薛凉月在颠簸中醒来。
风声,鸟叫声,虫鸣声,以及近在咫尺的呼吸声,乱糟糟的糅成一片嗡嗡嗡的耳鸣,在他耳畔模模糊糊地杂糅在一起,他轻轻蹙起眉头。
缓了片刻,他才睁开眼。
透过四四方方一扇小窗,正好能看见一轮圆月莹莹地挂在西山之上,皎洁得有些阴森,一条长长的东西横在圆月之前。
薛凉月胸口疼,眼前也有点发黑。
他眯着眼看了好久,才看清楚那是一把剑。
——一把细而薄,约两指宽,刃口锋利的剑。
剑身上有红色的细花纹,延伸到剑尖,像是血渗进去了。
一看就是把削铁如泥的宝剑。
这不由得引他多看了两眼。
于是他又看清了持剑人的手,手指修长,拿着一条细绢,慢条斯理地从剑柄处向下,一下一下擦拭着。
“醒了?”
一道懒洋洋的声音从上头传来。
薛凉月眼珠子转了转,循声望去。
就着半明不暗的月光,薛凉月看清了说话人的下半张脸,似乎是个斯文俊秀的年轻人。
看起来赏心悦目,但在人群中也不算特别出挑的那种好看。
目光继续往上移动。
薛凉月微微一愣。
这人的眼睛上居然蒙着层黑色布条……
——是个瞎子?
似乎是感受到薛凉月的注视,那瞎子动作一顿,
“感觉如何?”
嗓音介于成年人的低沉和少年的清亮之间,颇为动听,语气依旧是懒洋洋的。
这回薛凉月听得很分明。
薛凉月隔了好一会儿,才有气无力道:“不如何——劳驾,能扶我起来吗?”
瞎子歪了歪头,“怎么?我的大腿不舒服吗?”
薛凉月这才发现自己一直躺在他腿上,顿时感觉胸口更疼了,他闷咳两声,委婉道:“这个姿势,喘不过气。”

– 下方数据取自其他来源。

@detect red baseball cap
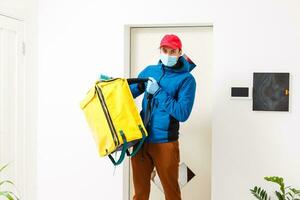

瞎子闻言,只好放下手中的剑,伸手拉着他的胳膊把他扶了起来。
说是扶,实际上比拽起来没轻多少,薛凉月觉得自己的袖子好悬没给拽断。
薛凉月坐起来后,感觉也没好多少。
仍然是头晕眼花,他忍着太阳穴一阵一阵的抽痛,慢慢回忆起了晕倒前的事。